# Event volume anomaly detection

Welcome to the event volume anomaly detection solutions accelerator.

This accelerator provides a quick and practical introduction to using anomaly detection with **BigQuery** and **Google Cloud Platform (GCP)** to identify anomalies in Snowplow data.

In this example, you will learn how to apply anomaly detection in a time series, focusing on identifying dips in warehouse data that could signal tracking issues or an increase in failed events.

### Prerequisites
To run this notebook, make sure you have:
- **Access to a GCP project** (including the project ID).
- **Permissions to read, write, and query objects in BigQuery**.
- **Execution permissions** for this notebook.

You do not need a full Snowplow pipeline setup, as this accelerator includes sample data for you to work with.

### Estimated time
This notebook should take approximately **10-15 minutes** to complete. It requires minimal compute resources, allowing you to run everything within the notebook environment. Initial connection may take around **30 seconds**.

### Getting started
You only need to make minimal modifications to this notebook—look out for the `MODIFY ME` text for specific areas that need your input.

By the end of this accelerator, you will be equipped to detect anomalies in your Snowplow event volume.
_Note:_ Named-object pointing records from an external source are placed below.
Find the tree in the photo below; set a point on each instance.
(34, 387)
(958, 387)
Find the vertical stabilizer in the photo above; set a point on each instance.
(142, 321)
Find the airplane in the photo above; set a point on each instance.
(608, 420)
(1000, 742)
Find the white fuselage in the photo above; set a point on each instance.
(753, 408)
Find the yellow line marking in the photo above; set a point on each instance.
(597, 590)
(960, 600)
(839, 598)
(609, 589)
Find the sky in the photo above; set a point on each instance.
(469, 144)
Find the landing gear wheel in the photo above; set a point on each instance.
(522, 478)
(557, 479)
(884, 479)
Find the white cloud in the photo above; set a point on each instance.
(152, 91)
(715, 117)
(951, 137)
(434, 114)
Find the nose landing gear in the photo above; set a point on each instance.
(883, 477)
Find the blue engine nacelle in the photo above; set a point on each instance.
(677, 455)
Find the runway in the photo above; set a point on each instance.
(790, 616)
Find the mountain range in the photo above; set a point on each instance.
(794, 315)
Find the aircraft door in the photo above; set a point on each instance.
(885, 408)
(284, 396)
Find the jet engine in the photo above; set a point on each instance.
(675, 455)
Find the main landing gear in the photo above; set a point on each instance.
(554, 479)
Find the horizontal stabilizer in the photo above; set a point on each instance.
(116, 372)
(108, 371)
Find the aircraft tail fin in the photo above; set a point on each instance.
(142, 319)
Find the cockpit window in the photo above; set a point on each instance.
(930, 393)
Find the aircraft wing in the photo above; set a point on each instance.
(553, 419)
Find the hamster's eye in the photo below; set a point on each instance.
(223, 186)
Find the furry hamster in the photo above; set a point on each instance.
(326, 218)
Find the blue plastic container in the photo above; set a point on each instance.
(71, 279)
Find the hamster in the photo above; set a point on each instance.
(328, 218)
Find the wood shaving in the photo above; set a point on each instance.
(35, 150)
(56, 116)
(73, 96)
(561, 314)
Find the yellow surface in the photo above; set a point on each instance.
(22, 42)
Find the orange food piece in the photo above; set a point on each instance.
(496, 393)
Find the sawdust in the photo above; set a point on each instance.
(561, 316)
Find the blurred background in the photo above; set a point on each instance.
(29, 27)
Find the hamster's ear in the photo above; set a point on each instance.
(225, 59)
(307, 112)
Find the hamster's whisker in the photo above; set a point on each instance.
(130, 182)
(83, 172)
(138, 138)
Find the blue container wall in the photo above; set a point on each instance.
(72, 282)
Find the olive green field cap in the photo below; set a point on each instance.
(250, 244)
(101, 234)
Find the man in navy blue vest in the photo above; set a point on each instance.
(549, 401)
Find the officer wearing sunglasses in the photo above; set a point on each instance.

These fundamentals can be extended to detect different types of anomalies in event data.

In [None]:
!pip3 install google-cloud-bigquery python-dotenv ipywidgets pandas matplotlib seaborn bigquery_magics
import os
from google.colab import auth
from google.cloud.bigquery import magics

PROJECT_ID = 'YOUR_PROJECT_ID' # MODIFY ME - put the project id of your GCP project here, you will need access to a GCP project with BigQuery permissions for your currently logged in Google user
auth.authenticate_user()
os.environ['GCP_PROJECT_ID'] = PROJECT_ID
magics.context.project = PROJECT_ID

First let's have a look at what our timeseries data looks like for the month of June 2024.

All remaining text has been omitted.